26. List five factors, which influence blood pressure values:

a. _____________________________________________.

b. _____________________________________________.

c. _____________________________________________.

d. _____________________________________________.

e. _____________________________________________.

27. The most common site for measuring blood pressure is the ______________,

just above the antecubital area, using the_________________________ artery.

28. List two principles related to obtaining the blood pressure.

a. ____________________________________________________________.

b. ____________________________________________________________.

### Solutions to Exercises for Lesson 9

1. Temperature.

Pulse.

Respiration.

Blood pressure. (para 4-1)

2. Diet management.

Observation of medical status.

Calculation of medication dosages. (paras 4-2a--c)

3. Weigh him before breakfast.

Use the same scales.

Assure that the scales are properly balanced.

Weigh him in the same amount of clothing.

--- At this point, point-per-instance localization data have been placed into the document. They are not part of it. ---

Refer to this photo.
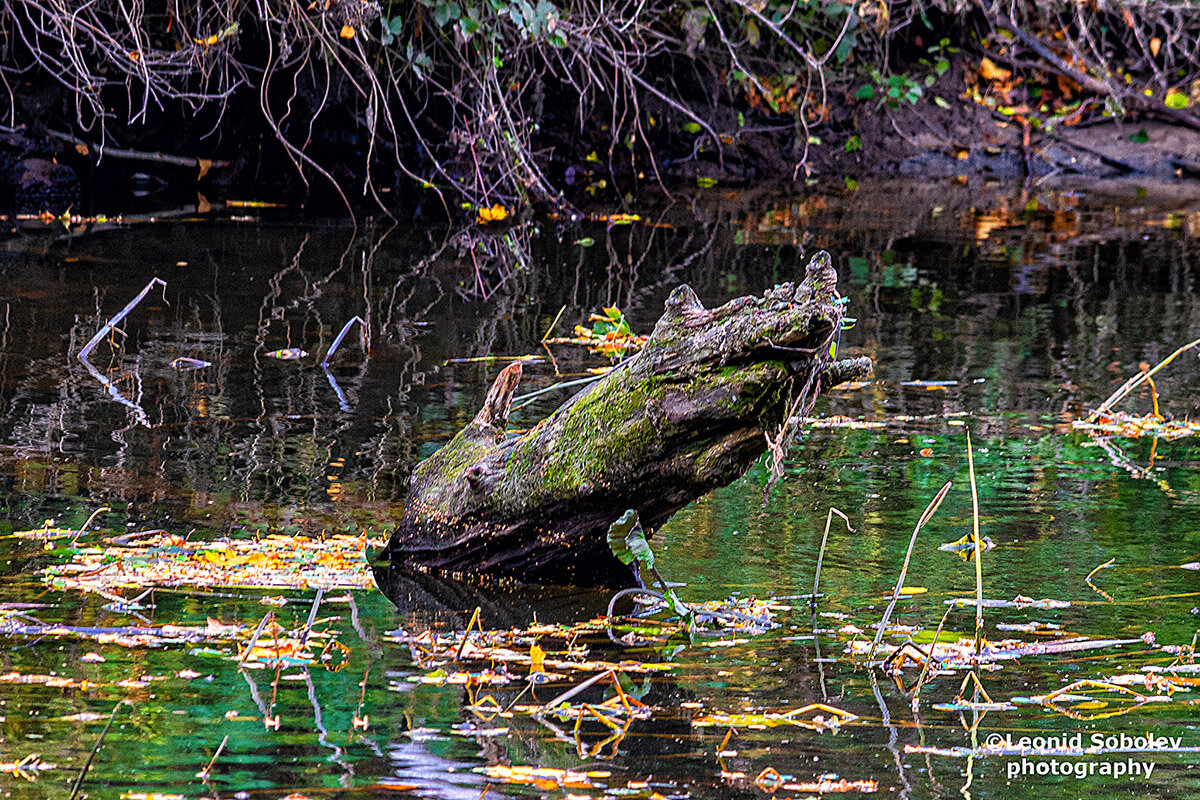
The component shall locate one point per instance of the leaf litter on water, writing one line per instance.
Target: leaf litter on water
(274, 561)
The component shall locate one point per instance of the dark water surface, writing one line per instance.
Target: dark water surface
(1026, 306)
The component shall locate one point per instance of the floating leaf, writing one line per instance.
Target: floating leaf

Have him void before you weigh him.

Avoid weighing any equipment attached to him. (paras 4-3e(1)--(6))

4. Litter scales. (para 4-3f)

5. Heat produced and heat lost. (para 4-4)

6. a. Conduction.

b. Convection.

d. Evaporation. (paras 4-5f(1)--(4))

7. 98.6ºF; 37.0ºC. (para 4-6a, Table 4-1)

8. Multiply by 9/5; add 32. (para 4-6b)

9. b (para 4-6b, Table 4-2)

10. Individual metabolism differs.

Body temperature is lower in the morning and higher in the evening.

Normal temperature for infants and children is higher than normal adult

temperature.

Ovulation in some women cause a slight rise followed by a drop in body

temperature. (paras 4-7a--d)

11. Pyrexia. (para 4-8a)

12. Hypothermia. (para 4-8b)

13. Postoperative patients.

Newborn infants.

Elderly or debilitated patients. (paras 4-8c(1)--(3))

14. Sublingual pocket; 3 to 4. (para 4-11a)

15. 1.5; 3 to 4. (para 4-11b)

16. Dry; 8 to 10. (para 4-11c)

17. Diarrhea.

Rectal disease.

Recently had rectal surgery. (para 4-11d)

18. Any three of the following is correct:

Temporal.

Carotid.

Apical.

Brachial.

Femoral.

Popliteal.

Dorsalis pedis. (para 4-12)

20. Full or bounding; weak or thready. (para 4-13b)

21. Higher. (para 4-14b)

22. Tachypnea. (para 4-17b)

23. Dyspnea. (para 4-17d)

24. Cheyne-Stokes. (para 4-17g)

25. Hypertension; hypotension. (para 4-18a)

26. Any five of the following is correct:

Age.

Sex.

Body build.

Exercise.

Pain.

Emotional status.

Disease state and medication. (paras 4-20a--g)

27. Arm; brachial. (para 4-19)

28. Any two of the following is correct:

The patient's arm must be at the level of the heart.

The arm should be supported during the entire procedure.

The cuff and stethoscope should be placed directly on the skin.

The cuff should be quickly deflated to zero, once the last measurement is heard.